Third, it is becoming progressively less plausible that the SENS classification is incomplete. Even though the past decade has certainly seen the discovery of important new types of damage in aging, every one of them is unequivocally an example of a SENS category. While this is of course only a circumstantial argument, and SENS Research Foundation is indeed funding work to identify other damage, it is becoming hard to deny that this seven-point classification is standing the test of time.
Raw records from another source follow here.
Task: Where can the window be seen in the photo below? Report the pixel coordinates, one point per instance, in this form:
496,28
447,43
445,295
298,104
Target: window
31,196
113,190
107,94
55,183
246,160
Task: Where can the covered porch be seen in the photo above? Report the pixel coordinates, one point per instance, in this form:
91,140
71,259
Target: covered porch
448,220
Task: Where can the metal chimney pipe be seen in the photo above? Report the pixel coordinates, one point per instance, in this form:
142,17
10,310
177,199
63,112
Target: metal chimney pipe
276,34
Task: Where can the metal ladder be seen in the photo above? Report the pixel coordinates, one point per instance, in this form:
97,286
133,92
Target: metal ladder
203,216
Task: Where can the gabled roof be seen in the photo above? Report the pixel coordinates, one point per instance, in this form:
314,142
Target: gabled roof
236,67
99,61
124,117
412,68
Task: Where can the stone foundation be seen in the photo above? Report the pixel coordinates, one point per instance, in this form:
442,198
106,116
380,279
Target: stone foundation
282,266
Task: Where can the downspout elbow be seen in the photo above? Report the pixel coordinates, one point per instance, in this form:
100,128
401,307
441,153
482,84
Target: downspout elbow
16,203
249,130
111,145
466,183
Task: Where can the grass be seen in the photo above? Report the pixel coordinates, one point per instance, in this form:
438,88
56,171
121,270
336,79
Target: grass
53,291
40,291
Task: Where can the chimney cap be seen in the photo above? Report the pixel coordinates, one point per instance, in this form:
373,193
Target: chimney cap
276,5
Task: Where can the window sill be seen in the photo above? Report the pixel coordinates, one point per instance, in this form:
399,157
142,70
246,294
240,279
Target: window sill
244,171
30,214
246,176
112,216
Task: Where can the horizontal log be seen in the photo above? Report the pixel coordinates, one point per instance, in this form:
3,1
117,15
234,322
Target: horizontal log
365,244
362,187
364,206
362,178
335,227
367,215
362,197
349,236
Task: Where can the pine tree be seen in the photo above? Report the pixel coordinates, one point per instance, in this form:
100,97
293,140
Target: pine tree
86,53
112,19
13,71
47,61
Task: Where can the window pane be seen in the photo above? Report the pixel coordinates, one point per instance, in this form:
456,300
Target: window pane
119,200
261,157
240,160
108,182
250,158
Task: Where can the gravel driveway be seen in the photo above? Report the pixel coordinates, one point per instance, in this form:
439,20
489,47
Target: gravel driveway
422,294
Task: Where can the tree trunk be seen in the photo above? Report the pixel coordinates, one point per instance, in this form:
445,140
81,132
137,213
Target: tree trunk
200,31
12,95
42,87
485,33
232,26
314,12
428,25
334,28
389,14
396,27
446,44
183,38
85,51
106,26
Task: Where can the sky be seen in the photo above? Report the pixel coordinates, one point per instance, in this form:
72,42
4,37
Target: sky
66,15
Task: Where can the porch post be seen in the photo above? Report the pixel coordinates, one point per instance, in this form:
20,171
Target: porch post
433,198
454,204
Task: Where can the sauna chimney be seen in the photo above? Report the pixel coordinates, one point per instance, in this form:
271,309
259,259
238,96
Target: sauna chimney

Putting all this together, I believe that there is now a decisive case for pursuing the “knob-twiddling” and SENS approaches in tandem if we are seeking to save the most lives and alleviate the most suffering in the long term. The above considerations certainly do not add up to the conclusion that SENS is easy, and I think it is highly likely that we will identify and implement the best possible knob-twiddling options well before we implement SENS. However, if we objectively evaluate the risk that those best options will only deliver a modest postponement of aging, especially for those who are already in middle age when they are developed (which is not the case for “rejuvenation” options such as SENS), and if we further evaluate the difficulty of developing each of the SENS components and (via the above arguments) what this says for the likely timeframe for making the whole of SENS work, it is in my view inescapeable that we must pursue both alternatives as aggressively as possible.